Sonos addresses monetisation indirectly by using AI features to drive customer retention and product differentiation. The company offers four levels of speech enhancement, maintaining user control while providing intelligent automation.

“Control is key,” Zaki explained. “We built AISE to be smart and supportive. That’s why we offer four levels of enhancement. The user decides how much or how little they want to adjust the dialogue. AI should empower people, not override them.”

Sonos Arc Ultra
Sonos addresses monetisation indirectly by using AI features to drive customer retention and product differentiation. Image: Sonos

Technical implementation and scalability

Real-time AI processing in consumer devices presents significant engineering challenges. Unlike cloud-based services, consumer hardware must execute complex algorithms with limited computational resources while maintaining battery life and responsive performance.

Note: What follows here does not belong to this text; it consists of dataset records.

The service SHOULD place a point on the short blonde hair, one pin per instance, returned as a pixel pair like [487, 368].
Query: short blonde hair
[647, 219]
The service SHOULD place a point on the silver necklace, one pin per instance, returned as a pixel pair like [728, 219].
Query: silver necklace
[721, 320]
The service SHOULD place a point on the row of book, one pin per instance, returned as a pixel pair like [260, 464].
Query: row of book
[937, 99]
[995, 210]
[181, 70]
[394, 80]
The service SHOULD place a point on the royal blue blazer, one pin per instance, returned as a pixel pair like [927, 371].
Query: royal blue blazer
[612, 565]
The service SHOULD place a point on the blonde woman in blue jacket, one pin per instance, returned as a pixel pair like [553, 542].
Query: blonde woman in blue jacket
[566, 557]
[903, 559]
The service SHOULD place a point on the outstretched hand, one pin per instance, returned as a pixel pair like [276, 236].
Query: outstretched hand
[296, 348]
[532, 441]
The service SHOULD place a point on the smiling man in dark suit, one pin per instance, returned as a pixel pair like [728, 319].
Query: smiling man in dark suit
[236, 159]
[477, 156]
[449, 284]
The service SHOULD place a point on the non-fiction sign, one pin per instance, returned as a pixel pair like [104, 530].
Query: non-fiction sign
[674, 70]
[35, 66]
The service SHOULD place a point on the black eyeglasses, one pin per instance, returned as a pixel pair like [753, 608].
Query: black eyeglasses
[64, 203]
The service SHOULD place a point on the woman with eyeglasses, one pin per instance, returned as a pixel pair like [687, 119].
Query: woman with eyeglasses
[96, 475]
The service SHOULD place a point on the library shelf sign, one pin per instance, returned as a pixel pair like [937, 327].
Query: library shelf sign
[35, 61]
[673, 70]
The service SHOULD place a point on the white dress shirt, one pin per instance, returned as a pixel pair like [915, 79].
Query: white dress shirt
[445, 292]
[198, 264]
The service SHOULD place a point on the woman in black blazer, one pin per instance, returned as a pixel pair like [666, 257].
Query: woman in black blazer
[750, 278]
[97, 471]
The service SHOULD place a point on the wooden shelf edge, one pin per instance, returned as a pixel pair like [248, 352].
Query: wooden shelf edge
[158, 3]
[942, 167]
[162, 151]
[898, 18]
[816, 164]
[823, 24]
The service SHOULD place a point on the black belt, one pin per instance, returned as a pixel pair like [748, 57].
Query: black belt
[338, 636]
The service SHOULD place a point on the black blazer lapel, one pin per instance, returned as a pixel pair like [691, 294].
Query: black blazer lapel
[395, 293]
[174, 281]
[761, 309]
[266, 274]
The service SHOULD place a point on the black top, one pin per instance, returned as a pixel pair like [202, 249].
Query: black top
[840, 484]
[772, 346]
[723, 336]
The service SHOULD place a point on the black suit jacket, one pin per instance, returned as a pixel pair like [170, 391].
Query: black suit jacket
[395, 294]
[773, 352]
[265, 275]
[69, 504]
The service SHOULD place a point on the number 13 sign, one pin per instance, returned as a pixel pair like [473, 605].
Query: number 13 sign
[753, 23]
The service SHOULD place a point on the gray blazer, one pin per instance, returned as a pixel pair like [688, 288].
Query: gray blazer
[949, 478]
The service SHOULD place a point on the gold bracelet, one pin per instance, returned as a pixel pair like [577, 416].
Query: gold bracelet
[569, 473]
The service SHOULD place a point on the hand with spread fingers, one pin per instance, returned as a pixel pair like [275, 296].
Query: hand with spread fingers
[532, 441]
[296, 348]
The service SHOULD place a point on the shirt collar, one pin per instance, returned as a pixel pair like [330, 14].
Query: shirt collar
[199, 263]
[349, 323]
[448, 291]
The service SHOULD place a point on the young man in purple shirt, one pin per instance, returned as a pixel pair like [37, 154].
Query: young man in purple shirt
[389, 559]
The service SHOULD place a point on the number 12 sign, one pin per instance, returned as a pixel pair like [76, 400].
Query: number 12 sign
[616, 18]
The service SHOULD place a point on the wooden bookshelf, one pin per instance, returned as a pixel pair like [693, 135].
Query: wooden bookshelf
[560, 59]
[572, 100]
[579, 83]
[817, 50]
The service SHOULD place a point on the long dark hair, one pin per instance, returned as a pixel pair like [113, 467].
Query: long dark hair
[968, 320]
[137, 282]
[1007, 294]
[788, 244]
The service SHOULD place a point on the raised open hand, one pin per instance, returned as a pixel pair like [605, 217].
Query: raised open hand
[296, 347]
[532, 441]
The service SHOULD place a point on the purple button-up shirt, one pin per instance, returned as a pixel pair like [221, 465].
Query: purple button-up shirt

Sonos’s solution processes audio streams with millisecond precision, separating dialogue from background elements without introducing delay or distortion. “Think of watching a movie with background music and sound effects layered in,” Zaki said. “Sonos’s new AI Speech Enhancement acts like a smart filter, identifying the human voice in the centre channel and gently raising it when needed.”

The development process involved collaboration with RNID (Royal National Institute for Deaf People) and end users, ensuring technological solutions addressed genuine needs rather than perceived problems.

The accessibility-first approach demonstrates broader commercial potential. Features designed for specific user needs often benefit much wider audiences, a phenomenon known as the “curb-cut effect” in accessibility circles.

“For some, AI Speech Enhancement means being able to enjoy a film without turning on subtitles. For others, it makes watching TV possible again,” Zaki noted. “That’s the power of smart design—it can meet a broad range of needs, often at the same time.”

This multi-market applicability is driving investment across consumer technology sectors. Companies are discovering that AI applications solving fundamental human problems create more sustainable competitive advantages than technology demonstrations.

The trajectory suggests AI success will be measured by seamlessness rather than sophistication. “AI is making personal technology feel more human,” Zaki said. “It’s helping devices understand context, learn preferences, and respond in real time. But the real shift is in how we design with AI. At Sonos, we use it to support and elevate the human experience, not replace it.”

Advances in machine learning efficiency and specialised AI hardware are enabling more sophisticated on-device processing, potentially leading to systems that adapt to individual user profiles, environmental conditions, and content preferences.

The companies positioned for long-term success appear to be those starting with human problems rather than technical capabilities, developing solutions that enhance rather than replace human agency, and maintaining inclusive design throughout development processes.

For Middle Eastern markets, the accessibility technology sector presents particular opportunities given demographic trends and increasing digital adoption rates. Government initiatives supporting inclusive technology development align with commercial opportunities in AI-enhanced consumer devices.

The hearing assistance market’s growth trajectory, combined with AI integration becoming standard functionality, suggests significant revenue potential for companies developing localised solutions addressing regional needs and preferences.

The real AI revolution in consumer technology is manifesting through subtle improvements to everyday experiences rather than obvious technological demonstrations. Success requires prioritising user needs over engineering capabilities, maintaining human agency while providing intelligent automation, and developing inclusive solutions that serve diverse populations.

“AI Speech Enhancement is not just about better sound. It’s about helping people feel more included and more connected,” Zaki concluded. “We are proud of the collaboration behind this work and excited about where it can lead. The more we listen and learn, the more we can design for everyone.”